By maternalizing sexual violence, our culture imposes upon victims responsibility for the physical crimes perpetuated against us and continues the violence with demands for rape victims to trivialize and alter the trauma of our ordeals because a conception occurred.  Who but people of honor and intellect capable of grasping the repercussions of such social and religious propaganda will even attempt to understand this? 

I am outraged at the breach of faith and promise and the public disclosure of my confidential records.  Beyond the official documents disclosed though, were private communications and personal information that were skewed to support the mother fantasy encouraged by our culture.  That deliberate lie invited a stalker to torment me for a nearly a decade because I refused to submit to her illusions and demands. 

But the outrage of one woman will not change the prejudice against girls and women who were forced to breed, or how we are stigmatized with terminology and social and religious fantasies. 
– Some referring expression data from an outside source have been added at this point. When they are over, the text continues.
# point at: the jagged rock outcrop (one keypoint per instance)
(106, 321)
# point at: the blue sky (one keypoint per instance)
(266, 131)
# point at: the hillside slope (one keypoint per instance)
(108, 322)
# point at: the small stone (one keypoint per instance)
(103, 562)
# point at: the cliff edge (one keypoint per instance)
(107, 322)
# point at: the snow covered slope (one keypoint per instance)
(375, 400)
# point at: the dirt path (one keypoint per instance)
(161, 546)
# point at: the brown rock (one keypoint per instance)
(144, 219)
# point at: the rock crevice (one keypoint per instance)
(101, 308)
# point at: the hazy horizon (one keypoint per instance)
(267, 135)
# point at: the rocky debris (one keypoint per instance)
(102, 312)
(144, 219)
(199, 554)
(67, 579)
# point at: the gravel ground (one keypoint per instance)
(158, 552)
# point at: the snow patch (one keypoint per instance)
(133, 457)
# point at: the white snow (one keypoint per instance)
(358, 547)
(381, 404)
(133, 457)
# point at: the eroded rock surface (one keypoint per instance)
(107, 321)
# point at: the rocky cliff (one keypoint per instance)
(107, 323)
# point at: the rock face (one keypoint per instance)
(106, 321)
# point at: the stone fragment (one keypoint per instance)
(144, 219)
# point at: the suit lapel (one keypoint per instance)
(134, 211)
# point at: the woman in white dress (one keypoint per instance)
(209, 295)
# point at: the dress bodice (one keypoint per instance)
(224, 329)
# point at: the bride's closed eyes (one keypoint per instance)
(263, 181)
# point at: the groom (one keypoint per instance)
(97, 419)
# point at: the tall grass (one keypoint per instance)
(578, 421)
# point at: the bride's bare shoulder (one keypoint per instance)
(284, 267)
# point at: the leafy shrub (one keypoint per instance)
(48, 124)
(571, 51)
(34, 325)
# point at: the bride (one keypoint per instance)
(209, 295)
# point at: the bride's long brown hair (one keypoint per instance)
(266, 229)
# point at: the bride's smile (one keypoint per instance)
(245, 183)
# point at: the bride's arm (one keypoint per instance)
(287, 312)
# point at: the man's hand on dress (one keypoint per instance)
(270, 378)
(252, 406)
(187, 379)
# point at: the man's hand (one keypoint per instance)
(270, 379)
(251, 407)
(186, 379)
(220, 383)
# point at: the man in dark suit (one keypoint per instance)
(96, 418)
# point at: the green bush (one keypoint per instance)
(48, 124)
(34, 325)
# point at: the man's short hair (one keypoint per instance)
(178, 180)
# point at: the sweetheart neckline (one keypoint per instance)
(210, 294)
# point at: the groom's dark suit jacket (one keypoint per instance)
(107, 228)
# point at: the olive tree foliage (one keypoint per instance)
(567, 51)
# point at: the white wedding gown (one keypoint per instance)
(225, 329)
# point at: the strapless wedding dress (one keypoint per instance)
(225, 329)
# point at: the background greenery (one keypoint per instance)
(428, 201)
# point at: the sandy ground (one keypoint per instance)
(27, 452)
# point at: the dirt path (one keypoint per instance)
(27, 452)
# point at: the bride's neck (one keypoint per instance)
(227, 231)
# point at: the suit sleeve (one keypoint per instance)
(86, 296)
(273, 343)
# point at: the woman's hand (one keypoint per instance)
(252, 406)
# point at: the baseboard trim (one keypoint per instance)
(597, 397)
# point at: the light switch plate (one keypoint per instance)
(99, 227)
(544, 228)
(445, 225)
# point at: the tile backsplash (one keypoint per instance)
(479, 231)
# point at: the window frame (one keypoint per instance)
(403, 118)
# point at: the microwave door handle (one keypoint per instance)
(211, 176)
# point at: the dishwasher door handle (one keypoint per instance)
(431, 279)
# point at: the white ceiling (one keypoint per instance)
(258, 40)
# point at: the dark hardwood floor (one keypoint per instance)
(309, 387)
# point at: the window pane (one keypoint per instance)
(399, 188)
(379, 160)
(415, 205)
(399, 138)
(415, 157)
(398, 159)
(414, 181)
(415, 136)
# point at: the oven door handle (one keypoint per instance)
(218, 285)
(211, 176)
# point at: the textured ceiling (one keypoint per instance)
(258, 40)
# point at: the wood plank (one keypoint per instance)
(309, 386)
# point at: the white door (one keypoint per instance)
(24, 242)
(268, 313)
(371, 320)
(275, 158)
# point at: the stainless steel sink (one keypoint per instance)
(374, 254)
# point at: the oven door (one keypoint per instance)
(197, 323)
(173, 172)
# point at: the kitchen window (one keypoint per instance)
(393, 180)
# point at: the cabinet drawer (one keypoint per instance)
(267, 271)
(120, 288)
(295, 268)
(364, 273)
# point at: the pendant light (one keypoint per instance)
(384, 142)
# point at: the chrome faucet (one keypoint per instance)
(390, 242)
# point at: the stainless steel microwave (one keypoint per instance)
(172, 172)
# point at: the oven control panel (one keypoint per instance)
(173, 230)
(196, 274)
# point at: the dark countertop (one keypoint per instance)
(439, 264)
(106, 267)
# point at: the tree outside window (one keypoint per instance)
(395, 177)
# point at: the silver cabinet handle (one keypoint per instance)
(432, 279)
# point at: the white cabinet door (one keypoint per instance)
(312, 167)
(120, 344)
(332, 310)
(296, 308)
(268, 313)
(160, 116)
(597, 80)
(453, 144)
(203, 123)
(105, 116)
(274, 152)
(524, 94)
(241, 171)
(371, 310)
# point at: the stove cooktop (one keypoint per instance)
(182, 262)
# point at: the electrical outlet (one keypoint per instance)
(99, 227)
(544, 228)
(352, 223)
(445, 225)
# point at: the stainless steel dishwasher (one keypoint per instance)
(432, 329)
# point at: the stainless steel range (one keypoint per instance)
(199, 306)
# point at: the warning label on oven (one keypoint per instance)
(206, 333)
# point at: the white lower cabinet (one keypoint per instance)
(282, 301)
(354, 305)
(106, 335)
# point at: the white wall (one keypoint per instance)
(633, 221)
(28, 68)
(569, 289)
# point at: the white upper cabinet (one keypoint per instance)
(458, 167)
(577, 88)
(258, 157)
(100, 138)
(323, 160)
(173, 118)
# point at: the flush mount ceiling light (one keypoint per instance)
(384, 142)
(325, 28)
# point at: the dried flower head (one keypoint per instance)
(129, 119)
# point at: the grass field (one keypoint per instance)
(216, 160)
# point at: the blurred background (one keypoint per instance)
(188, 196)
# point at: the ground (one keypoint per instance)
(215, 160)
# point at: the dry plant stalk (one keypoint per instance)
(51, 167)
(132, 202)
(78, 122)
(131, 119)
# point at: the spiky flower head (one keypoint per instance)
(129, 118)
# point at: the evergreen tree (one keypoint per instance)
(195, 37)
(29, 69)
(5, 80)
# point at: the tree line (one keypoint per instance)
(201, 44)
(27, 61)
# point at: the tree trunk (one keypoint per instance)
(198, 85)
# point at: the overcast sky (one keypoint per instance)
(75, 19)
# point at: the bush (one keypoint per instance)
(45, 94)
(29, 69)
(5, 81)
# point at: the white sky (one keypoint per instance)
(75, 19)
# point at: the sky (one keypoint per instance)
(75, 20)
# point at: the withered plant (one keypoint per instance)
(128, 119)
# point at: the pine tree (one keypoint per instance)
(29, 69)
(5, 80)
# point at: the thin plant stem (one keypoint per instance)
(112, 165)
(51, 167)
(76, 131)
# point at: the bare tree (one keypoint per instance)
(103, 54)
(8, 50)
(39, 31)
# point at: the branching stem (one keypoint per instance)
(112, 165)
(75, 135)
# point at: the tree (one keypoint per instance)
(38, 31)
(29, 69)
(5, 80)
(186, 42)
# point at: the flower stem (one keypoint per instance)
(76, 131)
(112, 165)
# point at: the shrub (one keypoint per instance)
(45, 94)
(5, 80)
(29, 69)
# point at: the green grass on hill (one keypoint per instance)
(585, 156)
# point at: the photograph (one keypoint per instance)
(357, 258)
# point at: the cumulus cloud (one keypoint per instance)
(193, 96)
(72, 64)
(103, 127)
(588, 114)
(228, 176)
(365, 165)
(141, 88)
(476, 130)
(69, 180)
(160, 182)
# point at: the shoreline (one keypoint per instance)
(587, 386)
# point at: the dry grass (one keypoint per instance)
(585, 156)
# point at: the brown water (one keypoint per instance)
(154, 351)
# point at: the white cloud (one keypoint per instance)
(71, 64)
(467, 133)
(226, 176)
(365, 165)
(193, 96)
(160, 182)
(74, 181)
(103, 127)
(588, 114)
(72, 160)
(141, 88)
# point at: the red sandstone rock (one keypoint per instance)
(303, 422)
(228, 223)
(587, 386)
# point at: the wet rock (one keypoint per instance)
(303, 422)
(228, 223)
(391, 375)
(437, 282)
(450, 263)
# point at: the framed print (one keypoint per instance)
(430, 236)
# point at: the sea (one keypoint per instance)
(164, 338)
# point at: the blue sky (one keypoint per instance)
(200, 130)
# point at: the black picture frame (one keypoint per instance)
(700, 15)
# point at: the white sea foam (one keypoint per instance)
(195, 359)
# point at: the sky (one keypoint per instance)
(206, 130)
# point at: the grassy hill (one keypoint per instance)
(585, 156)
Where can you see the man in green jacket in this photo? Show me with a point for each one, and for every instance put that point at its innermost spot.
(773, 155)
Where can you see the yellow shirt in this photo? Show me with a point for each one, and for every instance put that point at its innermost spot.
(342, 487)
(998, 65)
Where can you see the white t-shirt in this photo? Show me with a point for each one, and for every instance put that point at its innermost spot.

Without a political or even a social voice, each woman in hiding must arrive at her own solution.  That leaves you dangling like prey, doesn't it?  Your secret in the hands of ones who will exploit it, threaten you to gain your cooperation.  Give them all the personal information they want, and they will go away, protect your privacy.  That's what the New Jersey legislature says.  Do you believe them?     

You think you are powerless; I did too.  I crouched below the radar of society hiding my secret, terrified of exposure, crippled with shame.  My shame and silence cost me an entire lifetime of personal freedom.

You are not powerless.  What has power over you is your secret.  Reveal your secret and you destroy its power.  Tell your truth, define your boundaries and set limits on those around you.  You have much more courage than you ever imagined.

Our culture will never stop branding me a b.m.  It is not going to stop blaming victims or maternalizing sexual violence.  Through their beliefs, courts and laws it will continue to insist that I am responsible for the catastrophic pregnancy all those years ago.  Society will continue to condemn me for being rescued by the adoption process.  They are going to continue to attack me for speaking out.  Where there is rape, where there is a catastrophic pregnancy, there are visceral convictions verging on hysteria.  There will always be those who impose their will and ideology on victims.  That is never going to change.

But I have changed.  I now see them for what they are; their judgments no longer immobilize me.  I have lost things in this fire--people I held dear, people I thought loved me.  But in facing my truth in all its ugliness, I gained a freedom I never thought possible.  And from there I began rebuilding and reclaiming what was stolen from me all those years ago.

If you're breathing, you still have time to do the same.